Executive Implementation Roadmap
The Big Five consultancies’ collective guidance suggests a clear implementation path:
Start Small, Scale Fast
Begin with pilot projects in latency-critical areas that demonstrate immediate value. As Deloitte advises, “don’t wait too long to start – companies that wait could risk falling behind,” but pace investments so lessons from early deployments inform subsequent steps.
Cross-Functional Teams
Form “AI strike teams” that bring together data engineers, cloud architects, domain experts, and security officers. KPMG’s research shows that leading AI companies aggressively raise internal AI literacy alongside technology investments.

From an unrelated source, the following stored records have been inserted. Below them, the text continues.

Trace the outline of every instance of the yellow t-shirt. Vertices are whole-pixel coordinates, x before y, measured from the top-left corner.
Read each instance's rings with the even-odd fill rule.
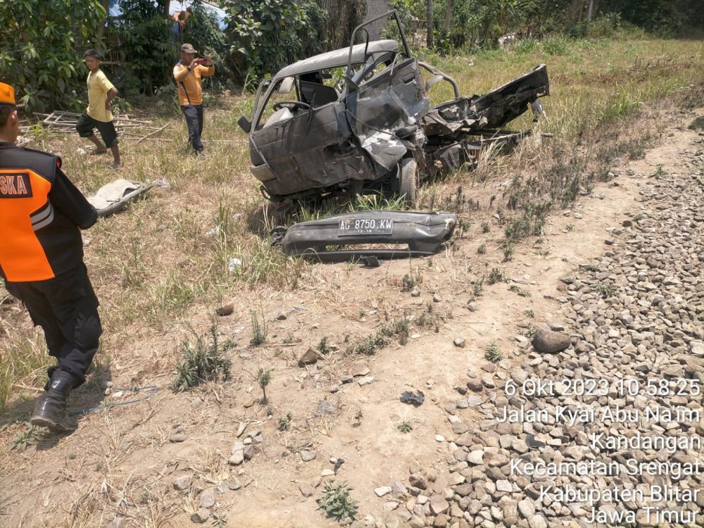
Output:
[[[108,99],[108,92],[113,87],[113,83],[108,80],[102,70],[89,73],[86,83],[88,85],[88,108],[86,113],[96,121],[112,121],[113,113],[105,109],[105,101]]]

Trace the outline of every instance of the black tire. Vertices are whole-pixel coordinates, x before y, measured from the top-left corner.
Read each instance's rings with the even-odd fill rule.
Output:
[[[407,207],[415,207],[420,177],[418,164],[413,158],[406,158],[398,164],[398,194]]]

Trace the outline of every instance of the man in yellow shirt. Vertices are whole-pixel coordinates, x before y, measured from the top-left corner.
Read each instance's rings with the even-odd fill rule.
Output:
[[[210,77],[215,73],[213,59],[196,58],[193,46],[184,44],[181,46],[181,60],[174,66],[174,79],[178,86],[178,99],[181,110],[186,116],[188,126],[188,142],[196,153],[203,156],[203,91],[201,78]]]
[[[116,169],[122,165],[120,149],[118,147],[118,133],[113,124],[113,113],[110,111],[110,101],[118,94],[118,89],[100,69],[100,56],[97,51],[89,49],[84,54],[86,65],[90,72],[86,82],[88,85],[88,108],[78,118],[76,130],[78,135],[90,139],[95,145],[94,154],[102,154],[110,149],[113,151],[111,168]],[[105,146],[95,137],[94,130],[97,128],[105,142]]]

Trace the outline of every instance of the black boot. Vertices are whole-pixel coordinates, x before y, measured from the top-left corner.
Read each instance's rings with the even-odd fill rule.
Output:
[[[37,402],[30,422],[54,432],[75,430],[78,427],[77,420],[66,413],[66,397],[76,384],[75,379],[68,372],[56,370],[49,389]]]

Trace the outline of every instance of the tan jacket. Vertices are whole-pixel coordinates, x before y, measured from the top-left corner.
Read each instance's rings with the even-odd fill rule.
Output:
[[[210,77],[215,73],[215,67],[196,64],[191,71],[179,61],[174,66],[174,79],[178,85],[178,100],[182,106],[189,104],[203,104],[203,90],[201,78]]]

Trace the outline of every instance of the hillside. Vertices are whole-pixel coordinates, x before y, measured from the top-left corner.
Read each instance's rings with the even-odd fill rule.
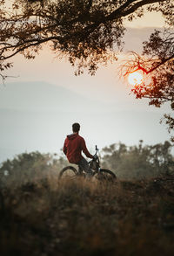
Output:
[[[1,191],[1,255],[173,255],[174,176]]]

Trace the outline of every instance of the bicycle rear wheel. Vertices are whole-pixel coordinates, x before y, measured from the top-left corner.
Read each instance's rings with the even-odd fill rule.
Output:
[[[100,169],[99,172],[95,174],[95,178],[101,182],[116,182],[116,175],[110,170]]]
[[[77,170],[73,166],[64,167],[59,173],[58,179],[73,180],[77,175]]]

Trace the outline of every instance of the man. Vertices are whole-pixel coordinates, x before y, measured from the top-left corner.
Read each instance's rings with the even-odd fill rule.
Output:
[[[68,161],[70,163],[77,164],[87,173],[87,176],[90,177],[92,175],[92,171],[88,162],[83,157],[81,153],[83,151],[89,158],[93,158],[93,156],[88,151],[84,139],[78,135],[79,130],[79,123],[75,122],[72,125],[73,134],[67,135],[63,150],[66,155]]]

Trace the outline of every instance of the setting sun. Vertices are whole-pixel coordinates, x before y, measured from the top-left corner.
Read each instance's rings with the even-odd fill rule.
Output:
[[[143,81],[143,75],[138,72],[133,72],[129,74],[128,81],[130,85],[139,85]]]

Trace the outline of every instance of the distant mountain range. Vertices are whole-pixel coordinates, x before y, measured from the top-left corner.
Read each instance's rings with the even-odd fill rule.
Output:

Budget for the Full Journey
Account for both capital expenses (edge devices, network upgrades) and operational costs (cloud fees, maintenance, personnel). A detailed cost-benefit analysis should quantify expected revenue gains or cost savings against implementation expenses.
Set Realistic Timelines
McKinsey notes that achieving scale in AI is often slower than anticipated. A full enterprise rollout typically requires 1-3 years, with 6-12 months needed for proof of concept. Build in time for integration with legacy systems and model refinement as real-world edge data arrives.
The Path Forward: Distributed Intelligence
The approaches of the Big Five consultancies reveal a fundamental truth about distributed AI inference: it’s not merely a technical adjustment but a strategic realignment of where intelligence lives within organizations and their ecosystems.
McKinsey’s adoption metrics show the acceleration. PwC’s tiered approach balances immediate wins with long-term transformation. BCG reminds us that people and processes represent 70% of successful implementation. Deloitte’s split inference architecture places processing where privacy demands it. KPMG ensures that distribution doesn’t compromise security.
For organizations navigating this landscape, success means aligning distributed inference capabilities with specific business objectives while addressing technical, organizational, and governance considerations in equal measure. The future belongs to enterprises that don’t just deploy AI at the edge, but reimagine their operations around intelligence that’s as distributed as their data and customers.
This article was compiled based on research from multiple industry sources and consultant publications as of April 15, 2025.